Data Science on AWS - O'Reilly Book
Amazon.com
Get the book onBook Outline
Quick Start Workshop (4-hours)
In this quick start hands-on workshop, you will build an end-to-end AI/ML pipeline for natural language processing with Amazon SageMaker. You will train and tune a text classifier to predict the star rating (1 is bad, 5 is good) for product reviews using the state-of-the-art BERT model for language representation. To build our BERT-based NLP text classifier, you will use a product reviews dataset where each record contains some review text and a star rating (1-5).

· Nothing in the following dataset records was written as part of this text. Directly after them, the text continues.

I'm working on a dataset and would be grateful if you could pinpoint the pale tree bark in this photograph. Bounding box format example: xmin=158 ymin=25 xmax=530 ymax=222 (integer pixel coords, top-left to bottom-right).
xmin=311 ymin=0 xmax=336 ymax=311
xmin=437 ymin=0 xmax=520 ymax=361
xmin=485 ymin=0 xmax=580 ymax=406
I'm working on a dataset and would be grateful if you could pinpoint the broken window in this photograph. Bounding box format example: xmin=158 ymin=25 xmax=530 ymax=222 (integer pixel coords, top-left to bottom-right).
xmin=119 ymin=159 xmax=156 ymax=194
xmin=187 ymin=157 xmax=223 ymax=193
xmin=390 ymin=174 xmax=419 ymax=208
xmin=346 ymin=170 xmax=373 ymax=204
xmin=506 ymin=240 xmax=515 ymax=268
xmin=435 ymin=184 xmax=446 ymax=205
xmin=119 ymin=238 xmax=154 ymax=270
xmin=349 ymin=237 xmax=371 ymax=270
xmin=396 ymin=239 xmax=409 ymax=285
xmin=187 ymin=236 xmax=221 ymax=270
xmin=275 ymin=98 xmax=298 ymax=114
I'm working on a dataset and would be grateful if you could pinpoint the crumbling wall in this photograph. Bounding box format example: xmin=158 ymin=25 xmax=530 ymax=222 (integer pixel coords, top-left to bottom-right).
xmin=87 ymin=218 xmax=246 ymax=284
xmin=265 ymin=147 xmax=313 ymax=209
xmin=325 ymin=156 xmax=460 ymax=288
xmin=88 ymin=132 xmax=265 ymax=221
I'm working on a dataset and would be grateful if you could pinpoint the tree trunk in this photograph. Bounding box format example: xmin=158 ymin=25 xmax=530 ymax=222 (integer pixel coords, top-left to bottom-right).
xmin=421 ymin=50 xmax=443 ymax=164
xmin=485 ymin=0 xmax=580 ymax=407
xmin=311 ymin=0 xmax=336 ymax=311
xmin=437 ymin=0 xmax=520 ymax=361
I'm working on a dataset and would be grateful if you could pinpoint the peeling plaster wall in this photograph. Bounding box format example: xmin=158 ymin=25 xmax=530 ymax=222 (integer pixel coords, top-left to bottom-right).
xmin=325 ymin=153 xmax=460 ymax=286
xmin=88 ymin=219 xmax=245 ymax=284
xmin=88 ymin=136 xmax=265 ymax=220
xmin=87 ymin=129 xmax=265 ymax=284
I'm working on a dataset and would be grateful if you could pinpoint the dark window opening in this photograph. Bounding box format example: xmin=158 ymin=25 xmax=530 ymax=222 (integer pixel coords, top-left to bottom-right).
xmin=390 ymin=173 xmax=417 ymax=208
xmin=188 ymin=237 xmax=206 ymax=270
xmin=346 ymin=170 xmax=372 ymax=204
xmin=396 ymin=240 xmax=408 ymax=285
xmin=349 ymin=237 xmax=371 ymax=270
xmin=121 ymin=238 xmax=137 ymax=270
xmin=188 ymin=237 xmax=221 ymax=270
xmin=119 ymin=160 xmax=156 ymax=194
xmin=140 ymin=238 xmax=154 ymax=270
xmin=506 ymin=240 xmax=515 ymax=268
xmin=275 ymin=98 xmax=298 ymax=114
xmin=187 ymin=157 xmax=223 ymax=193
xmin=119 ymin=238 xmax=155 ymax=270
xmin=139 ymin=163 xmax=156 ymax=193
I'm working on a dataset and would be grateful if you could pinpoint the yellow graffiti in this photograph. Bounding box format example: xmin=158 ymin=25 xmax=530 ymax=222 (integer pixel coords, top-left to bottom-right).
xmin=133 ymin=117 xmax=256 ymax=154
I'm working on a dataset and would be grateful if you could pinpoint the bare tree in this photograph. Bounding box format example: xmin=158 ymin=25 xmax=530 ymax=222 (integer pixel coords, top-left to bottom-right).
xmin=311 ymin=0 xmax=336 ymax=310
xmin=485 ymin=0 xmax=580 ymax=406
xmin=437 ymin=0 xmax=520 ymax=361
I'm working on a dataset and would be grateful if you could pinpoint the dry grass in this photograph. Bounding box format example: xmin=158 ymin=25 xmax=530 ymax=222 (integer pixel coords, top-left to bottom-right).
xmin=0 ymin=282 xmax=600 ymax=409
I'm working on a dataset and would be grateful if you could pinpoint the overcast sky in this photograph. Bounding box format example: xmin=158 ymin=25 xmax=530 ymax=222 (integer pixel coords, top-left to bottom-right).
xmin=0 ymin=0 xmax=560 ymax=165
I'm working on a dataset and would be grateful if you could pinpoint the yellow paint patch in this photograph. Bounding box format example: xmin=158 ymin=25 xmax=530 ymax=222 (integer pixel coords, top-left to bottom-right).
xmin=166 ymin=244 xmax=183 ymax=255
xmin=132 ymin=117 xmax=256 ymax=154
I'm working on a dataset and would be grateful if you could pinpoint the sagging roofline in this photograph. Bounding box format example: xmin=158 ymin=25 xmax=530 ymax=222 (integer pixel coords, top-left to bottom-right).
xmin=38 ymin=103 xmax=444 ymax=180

Quick Start Workshop Learning Objectives
Attendees will learn how to do the following:
- Ingest data into S3 using Amazon Athena and the Parquet data format
- Visualize data with pandas, matplotlib on SageMaker notebooks
- Detect statistical data bias with SageMaker Clarify
- Perform feature engineering on a raw dataset using Scikit-Learn and SageMaker Processing Jobs
- Store and share features using SageMaker Feature Store
- Train and evaluate a custom BERT model using TensorFlow, Keras, and SageMaker Training Jobs
- Evaluate the model using SageMaker Processing Jobs
- Track model artifacts using Amazon SageMaker ML Lineage Tracking
- Run model bias and explainability analysis with SageMaker Clarify
- Register and version models using SageMaker Model Registry
- Deploy a model to a REST endpoint using SageMaker Hosting and SageMaker Endpoints
- Automate ML workflow steps by building end-to-end model pipelines using SageMaker Pipelines
Extended Workshop (8-hours)
In the extended hands-on workshop, you will get hands-on with advanced model training and deployment techniques such as hyper-parameter tuning, A/B testing, and auto-scaling. You will also setup a real-time, streaming analytics and data science pipeline to perform window-based aggregations and anomaly detection.
Extended Workshop Learning Objectives
Attendees will learn how to do the following:
- Perform automated machine learning (AutoML) to find the best model from just your dataset with low-code
- Find the best hyper-parameters for your custom model using SageMaker Hyper-parameter Tuning Jobs
- Deploy multiple model variants into a live, production A/B test to compare online performance, live-shift prediction traffic, and autoscale the winning variant using SageMaker Hosting and SageMaker Endpoints
- Setup a streaming analytics and continuous machine learning application using Amazon Kinesis and SageMaker
Workshop Instructions
Amazon SageMaker Studio Lab is a free service that enables anyone to learn and experiment with ML without needing an AWS account, credit card, or cloud configuration knowledge.
1. Request Amazon SageMaker Studio Lab Account
Go to Amazon SageMaker Studio Lab, and request a free acount by providing a valid email address.
Note that Amazon SageMaker Studio Lab is currently in public preview. The number of new account registrations will be limited to ensure a high quality of experience for all customers.
2. Create Studio Lab Account
When your account request is approved, you will receive an email with a link to the Studio Lab account registration page.
You can now create your account with your approved email address and set a password and your username. This account is separate from an AWS account and doesn't require you to provide any billing information.
3. Sign in to your Studio Lab Account
You are now ready to sign in to your account.
4. Select your Compute instance, Start runtime, and Open project
CPU Option
Select CPU as the compute type and click Start runtime
.
Once the Status shows Running
, click Open project
5. Launch a New Terminal within Studio Lab
6. Clone this GitHub Repo in the Terminal
Within the Terminal, run the following:
cd ~ && git clone https://github.com/data-science-on-aws/oreilly_book
data_science_on_aws
Conda kernel
7. Create Within the Terminal, run the following:
cd ~/oreilly_book/ && conda env create -f environment.yml || conda env update -f environment.yml && conda activate data_science_on_aws
If you see an error like the following, just ignore it. This will appear if you already have an existing Conda environment with this name. In this case, we will update the environment.
CondaValueError: prefix already exists: /home/studio-lab-user/.conda/envs/data_science_on_aws
8. Start the Workshop!
Navigate to oreilly_book/00_quickstart/
in SageMaker Studio Lab and start the workshop!
You may need to refresh your browser if you don't see the new oreilly_book/
directory.
When you open the notebooks, make sure to select the data_science_on_aws
kernel.